As summer break approaches, it’s time to start thinking about sun safety. May is National Melanoma/Skin Cancer Detection and Prevention Month. Learn how to enjoy summer without worrying about the damaging effects of the sun on your skin. Discover the top tips for lowering your family’s risk of developing skin cancer.
Always apply sunscreen
The CDC reports that the sun can damage your skin in as little as 15 minutes. Use sunscreen with an SPF of at least 15 every day, whether it’s rainy, cloudy or sunny. If you have sensitive skin or you’re applying sunscreen on small children, read labels carefully. You may prefer unscented mineral sunscreen for kids. Reapply often if you’re staying outside, sweating or swimming.
Wear protective clothing
According to the CDC, a typical T-shirt has an SPF rating lower than 15. This means your average shirt isn’t going to offer you adequate protection from the sun, especially during peak times. If you’re going to be spending time outdoors, outfit children in clothing that offers UV protection and SPF greater than 15. Look for long-sleeved bathing suit shirts that cover kids well when swimming.
Wear a hat
You and your kids should wear hats when outdoors. Look into wide-brimmed hats with a safe chin strap for younger kids. Remember, even when wearing a hat, it’s important to apply sunscreen to the face, neck and ears.
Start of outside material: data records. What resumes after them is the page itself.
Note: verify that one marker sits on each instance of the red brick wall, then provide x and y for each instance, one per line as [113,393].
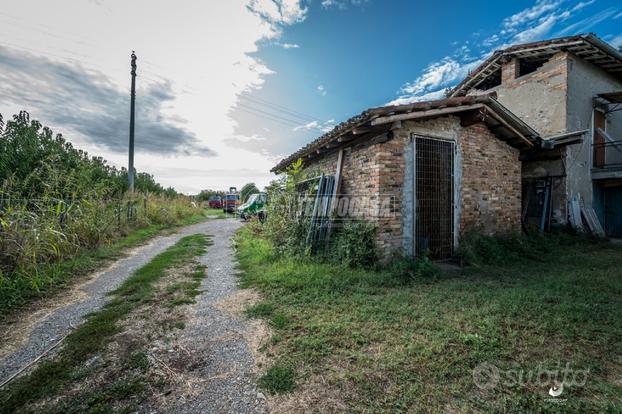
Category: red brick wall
[491,182]
[490,173]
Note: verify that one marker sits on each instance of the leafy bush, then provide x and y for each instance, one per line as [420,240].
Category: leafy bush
[354,244]
[55,201]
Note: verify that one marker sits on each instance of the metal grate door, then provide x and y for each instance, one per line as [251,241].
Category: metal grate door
[434,191]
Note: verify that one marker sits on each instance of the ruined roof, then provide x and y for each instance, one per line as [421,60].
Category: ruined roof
[587,46]
[376,121]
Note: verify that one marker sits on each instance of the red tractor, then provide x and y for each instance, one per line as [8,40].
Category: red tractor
[214,202]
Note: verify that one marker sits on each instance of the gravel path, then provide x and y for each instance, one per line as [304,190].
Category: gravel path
[57,324]
[218,337]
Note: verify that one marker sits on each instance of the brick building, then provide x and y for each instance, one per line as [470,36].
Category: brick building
[533,136]
[442,167]
[568,89]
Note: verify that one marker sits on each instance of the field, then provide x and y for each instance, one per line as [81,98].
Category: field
[354,340]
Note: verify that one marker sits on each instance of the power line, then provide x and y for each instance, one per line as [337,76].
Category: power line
[275,106]
[272,117]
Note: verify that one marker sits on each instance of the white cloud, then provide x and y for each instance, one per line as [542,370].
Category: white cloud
[530,24]
[342,4]
[316,126]
[529,15]
[289,45]
[430,96]
[582,4]
[436,75]
[585,24]
[536,32]
[279,12]
[216,64]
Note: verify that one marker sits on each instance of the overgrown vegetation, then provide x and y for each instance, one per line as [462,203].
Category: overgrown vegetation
[288,219]
[117,382]
[57,204]
[408,337]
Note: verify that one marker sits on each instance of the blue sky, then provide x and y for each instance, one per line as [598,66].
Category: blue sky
[367,53]
[226,88]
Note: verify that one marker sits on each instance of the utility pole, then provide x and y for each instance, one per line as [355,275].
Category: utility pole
[130,169]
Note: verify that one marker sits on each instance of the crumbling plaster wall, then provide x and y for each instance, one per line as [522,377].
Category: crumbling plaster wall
[585,81]
[539,97]
[554,99]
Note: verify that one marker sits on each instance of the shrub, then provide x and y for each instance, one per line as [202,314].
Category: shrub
[354,244]
[56,201]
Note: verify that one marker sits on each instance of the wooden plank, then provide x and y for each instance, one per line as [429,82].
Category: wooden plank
[422,114]
[574,214]
[592,222]
[333,201]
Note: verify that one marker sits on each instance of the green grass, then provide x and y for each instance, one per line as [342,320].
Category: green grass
[18,290]
[51,377]
[385,343]
[278,379]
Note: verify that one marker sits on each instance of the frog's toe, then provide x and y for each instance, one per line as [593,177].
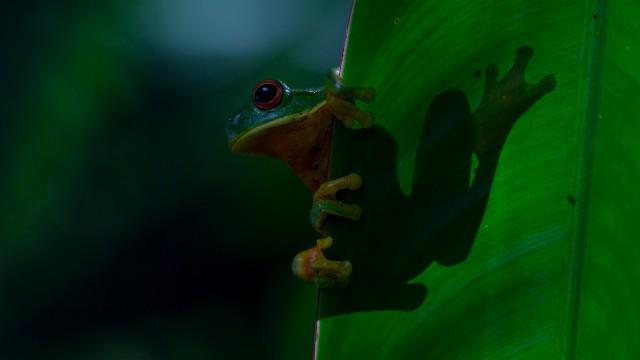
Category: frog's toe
[312,266]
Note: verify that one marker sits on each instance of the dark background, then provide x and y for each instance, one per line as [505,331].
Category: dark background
[127,228]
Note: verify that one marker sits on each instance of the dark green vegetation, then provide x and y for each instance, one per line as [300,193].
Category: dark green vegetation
[551,272]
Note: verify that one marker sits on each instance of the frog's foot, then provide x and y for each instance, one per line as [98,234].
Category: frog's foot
[341,99]
[324,202]
[311,265]
[504,101]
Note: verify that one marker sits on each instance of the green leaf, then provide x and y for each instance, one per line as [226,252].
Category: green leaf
[537,259]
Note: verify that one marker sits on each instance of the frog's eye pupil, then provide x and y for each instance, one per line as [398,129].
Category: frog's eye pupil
[267,94]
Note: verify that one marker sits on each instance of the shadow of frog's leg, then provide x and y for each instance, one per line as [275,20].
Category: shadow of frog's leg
[341,99]
[324,202]
[311,265]
[504,101]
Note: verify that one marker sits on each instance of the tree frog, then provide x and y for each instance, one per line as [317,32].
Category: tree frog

Try to stay under the protection of shade whenever possible. Consider bringing a portable tent to beaches and parks. Choose playgrounds with sunshades and tree-filled areas that offer plenty of shady areas for kids to play outdoors. While shade helps reduce your risk of skin cancer, it is not a substitute for wearing sunscreen.
Stay out of the sun
This probably seems obvious, but the best way to avoid sun damage is to stay out of the sun. You don’t need to become a vampire, but you should try to avoid the sun during the peak hours of 10 a.m. to 2 p.m. This is when the sun’s rays are most harmful.
Visit your dermatologist
Make an appointment to visit your dermatologist once a year. It’s important to keep an eye on moles and skin discolorations on your own, but only a professional can gauge potentially cancerous growths. Try not to fret if you need a mole shaved for a biopsy. It’s quick and nearly painless.